En El largo camino a casa se desvela entre presencia y ausencia, entre el recuerdo persistente y el olvido, tejiendo un paisaje interior que transmuta desde la altitud de la montaña hasta la aspereza del asfalto.

Esta travesía vital es también la del vínculo familiar, representado en Rosas Negras en la Hierba, donde la muerte y la trascendencia se entrelazan con el afecto filial y la amistad.

La ausencia, el olvido y la memoria son los rieles que atraviesan esta poesía de Tarek William, sugiriendo que el tránsito de la vida es un constante retorno y partida.

El frío riel nos estremece y viajar es un tren
sonando
al fondo de sus ojos
vacíos


El agua simbolizada en la lluvia acompaña el viaje y lava la pena, acompaña el duelo y purifica el camino hacia un paraíso soñado, un sendero donde el tiempo, el paisaje humano y el ciclo eterno del viaje y el retorno componen la esencia de la vida y su contraria, la muerte.

Cuando llueve
y más allá de la niebla
se oculta el sol los recuerdos
viajan
añorando un reino


Cuando llueve
y más allá de la niebla
se oculta el sol los recuerdos
viajan
añorando un reino


Un sendero al paraíso nos sitúa en la intersección entre el sueño y la realidad.

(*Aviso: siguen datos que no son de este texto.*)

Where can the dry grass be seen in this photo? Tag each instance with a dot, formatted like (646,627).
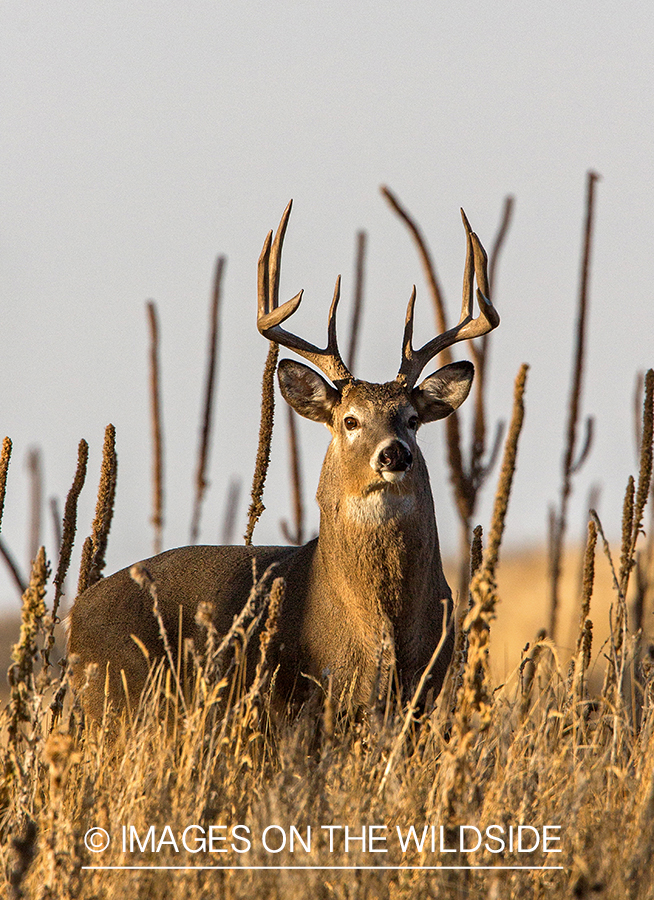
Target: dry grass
(545,748)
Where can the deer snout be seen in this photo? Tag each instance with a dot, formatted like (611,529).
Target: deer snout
(391,460)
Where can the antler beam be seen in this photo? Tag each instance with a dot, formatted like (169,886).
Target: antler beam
(271,314)
(414,361)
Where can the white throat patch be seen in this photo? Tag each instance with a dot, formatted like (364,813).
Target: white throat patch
(378,507)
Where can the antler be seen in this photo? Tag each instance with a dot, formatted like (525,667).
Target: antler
(271,314)
(414,361)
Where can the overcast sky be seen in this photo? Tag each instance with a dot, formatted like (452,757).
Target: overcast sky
(138,141)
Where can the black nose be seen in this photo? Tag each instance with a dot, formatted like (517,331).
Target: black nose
(395,457)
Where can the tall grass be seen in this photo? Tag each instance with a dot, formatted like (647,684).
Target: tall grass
(536,751)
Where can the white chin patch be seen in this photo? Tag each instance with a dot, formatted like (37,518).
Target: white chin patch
(378,507)
(393,477)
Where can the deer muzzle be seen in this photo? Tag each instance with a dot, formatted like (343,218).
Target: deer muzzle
(392,460)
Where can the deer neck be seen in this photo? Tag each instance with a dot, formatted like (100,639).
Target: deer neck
(379,551)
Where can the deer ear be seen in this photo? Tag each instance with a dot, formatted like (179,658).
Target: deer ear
(444,391)
(306,391)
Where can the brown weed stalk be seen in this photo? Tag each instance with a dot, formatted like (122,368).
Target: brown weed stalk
(157,429)
(265,438)
(201,483)
(572,462)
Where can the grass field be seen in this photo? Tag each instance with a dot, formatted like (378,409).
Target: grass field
(532,776)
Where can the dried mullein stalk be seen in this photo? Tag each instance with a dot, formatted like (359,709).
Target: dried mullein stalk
(93,556)
(265,438)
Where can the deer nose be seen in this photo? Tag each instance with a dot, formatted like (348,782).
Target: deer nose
(394,457)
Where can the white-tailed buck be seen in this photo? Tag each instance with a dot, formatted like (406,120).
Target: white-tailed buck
(374,570)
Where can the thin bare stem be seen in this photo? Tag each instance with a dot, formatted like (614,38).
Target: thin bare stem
(5,456)
(36,501)
(427,264)
(570,465)
(358,300)
(157,438)
(212,359)
(12,566)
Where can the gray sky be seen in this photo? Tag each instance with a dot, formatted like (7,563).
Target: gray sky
(138,141)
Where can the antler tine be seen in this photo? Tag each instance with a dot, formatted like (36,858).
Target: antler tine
(414,361)
(271,314)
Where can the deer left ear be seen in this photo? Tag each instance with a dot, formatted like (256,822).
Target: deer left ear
(444,391)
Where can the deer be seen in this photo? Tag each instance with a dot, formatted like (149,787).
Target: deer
(372,579)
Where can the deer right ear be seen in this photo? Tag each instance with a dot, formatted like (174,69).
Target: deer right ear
(306,391)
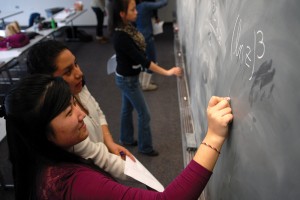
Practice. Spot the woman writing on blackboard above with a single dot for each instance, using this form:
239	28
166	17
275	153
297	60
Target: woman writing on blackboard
43	120
130	48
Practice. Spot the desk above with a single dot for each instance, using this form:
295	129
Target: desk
4	15
66	17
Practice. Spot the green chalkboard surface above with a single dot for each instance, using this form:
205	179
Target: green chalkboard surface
248	50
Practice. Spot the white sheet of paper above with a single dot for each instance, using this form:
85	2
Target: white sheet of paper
137	171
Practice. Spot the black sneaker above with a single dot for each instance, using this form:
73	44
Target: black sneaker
129	144
151	153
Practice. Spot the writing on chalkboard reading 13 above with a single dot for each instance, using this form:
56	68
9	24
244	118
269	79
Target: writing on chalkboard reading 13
247	54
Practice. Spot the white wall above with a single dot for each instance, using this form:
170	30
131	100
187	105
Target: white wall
87	19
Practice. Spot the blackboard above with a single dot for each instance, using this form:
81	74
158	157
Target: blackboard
248	50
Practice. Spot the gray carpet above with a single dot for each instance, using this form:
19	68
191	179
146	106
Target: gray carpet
163	103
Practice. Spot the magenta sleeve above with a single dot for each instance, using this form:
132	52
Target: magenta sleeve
188	185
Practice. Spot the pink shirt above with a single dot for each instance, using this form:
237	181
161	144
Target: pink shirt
70	181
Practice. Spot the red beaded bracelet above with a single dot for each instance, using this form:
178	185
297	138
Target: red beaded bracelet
211	147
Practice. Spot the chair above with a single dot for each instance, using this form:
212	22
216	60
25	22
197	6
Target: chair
32	17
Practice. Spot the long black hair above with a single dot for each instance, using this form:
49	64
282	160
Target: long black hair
119	6
29	108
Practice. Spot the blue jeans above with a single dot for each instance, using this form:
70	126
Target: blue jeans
132	97
150	51
100	19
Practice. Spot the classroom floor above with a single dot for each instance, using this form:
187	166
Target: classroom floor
163	104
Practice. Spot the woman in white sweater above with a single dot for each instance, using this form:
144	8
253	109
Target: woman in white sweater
54	58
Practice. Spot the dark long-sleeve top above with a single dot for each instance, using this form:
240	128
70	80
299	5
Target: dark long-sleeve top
128	55
71	181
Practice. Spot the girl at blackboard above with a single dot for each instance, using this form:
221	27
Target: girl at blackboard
130	49
43	120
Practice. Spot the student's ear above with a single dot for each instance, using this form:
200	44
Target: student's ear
50	135
122	14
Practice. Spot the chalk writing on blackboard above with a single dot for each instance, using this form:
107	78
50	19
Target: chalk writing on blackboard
247	54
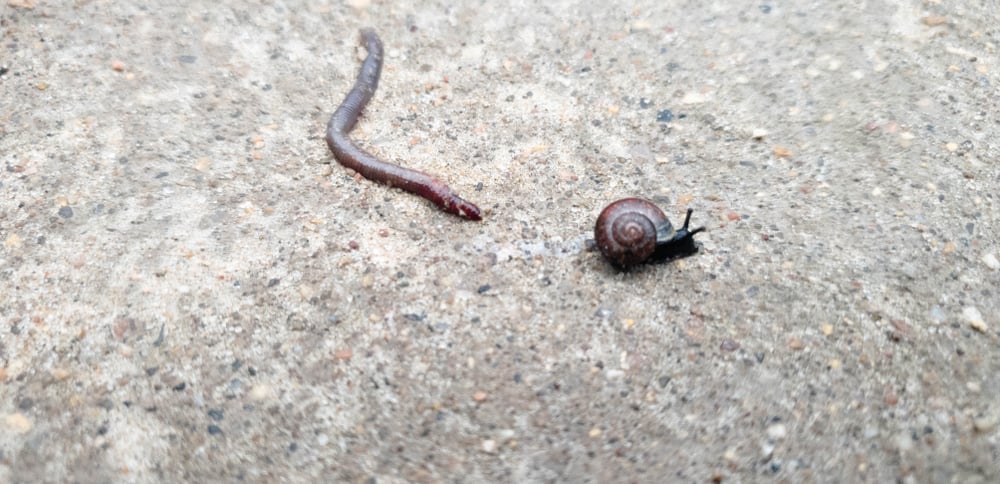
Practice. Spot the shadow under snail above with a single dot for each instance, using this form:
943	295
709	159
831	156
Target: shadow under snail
632	231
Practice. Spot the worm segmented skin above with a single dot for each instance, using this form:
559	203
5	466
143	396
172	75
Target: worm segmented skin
359	160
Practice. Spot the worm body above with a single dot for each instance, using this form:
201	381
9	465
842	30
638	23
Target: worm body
359	160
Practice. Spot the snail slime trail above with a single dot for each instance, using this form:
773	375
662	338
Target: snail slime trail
359	160
632	231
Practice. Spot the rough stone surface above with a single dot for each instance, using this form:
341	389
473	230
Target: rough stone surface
191	292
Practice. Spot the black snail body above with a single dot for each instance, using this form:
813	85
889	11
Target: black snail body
632	231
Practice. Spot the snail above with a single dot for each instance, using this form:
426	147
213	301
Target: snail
632	231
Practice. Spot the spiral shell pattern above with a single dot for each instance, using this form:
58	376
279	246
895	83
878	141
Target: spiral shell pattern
626	231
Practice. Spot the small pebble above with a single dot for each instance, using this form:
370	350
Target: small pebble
974	318
991	261
17	423
489	446
986	423
782	152
777	431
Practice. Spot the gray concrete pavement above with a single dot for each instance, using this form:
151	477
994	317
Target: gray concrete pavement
191	291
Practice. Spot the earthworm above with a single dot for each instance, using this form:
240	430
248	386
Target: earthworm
357	159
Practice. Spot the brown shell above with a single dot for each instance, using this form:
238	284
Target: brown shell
626	231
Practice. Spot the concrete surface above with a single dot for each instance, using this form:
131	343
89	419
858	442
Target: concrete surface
192	292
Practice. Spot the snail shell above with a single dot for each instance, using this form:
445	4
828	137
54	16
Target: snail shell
632	231
627	231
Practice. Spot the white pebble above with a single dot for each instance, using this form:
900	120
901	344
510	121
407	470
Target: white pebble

El tiempo deja de ser lineal para volverse circular: el viaje es, en esencia, un eterno retorno.

El paisaje humano se revela como el verdadero paraíso. No se trata de un lugar idílico fuera del mundo, sino de la comprensión profunda de nuestra propia humanidad a través del tiempo transcurrido. Quizá este tren poético llega a su destino cuando el viajero Poeta entiende que el paraíso no es la ausencia de dolor, sino la capacidad de recordar el camino recorrido con estoicismo.


Un tren asciende hacia otra incógnita

Parte de los libros del Poeta Tarek William Saab aquí referidos, nos lo envío a casa el poeta Saab, después que escribí una nota sobre la impactante portada del Tren, ampliamente difundida en el país, y cuya intención fue compartir mi parecer con un texto de Julio Ramón Ribeyro presente en Prosas Apátridas: un hombre aborda el tren como de costumbre, pero tardíamente comprende que no era el habitual sino otro que, además, no iba hacia ninguna parte: "la teoría del error inicial", lo definió Ribeyro.

Todos estos textos, leídos a viva voz entre Beatriz Rondón y yo, después del bombardeo gringo del 3 de enero, resumen y contemplan el acto reflexivo y escritural de este breve ensayo sobre la obra de este poeta de la medianoche.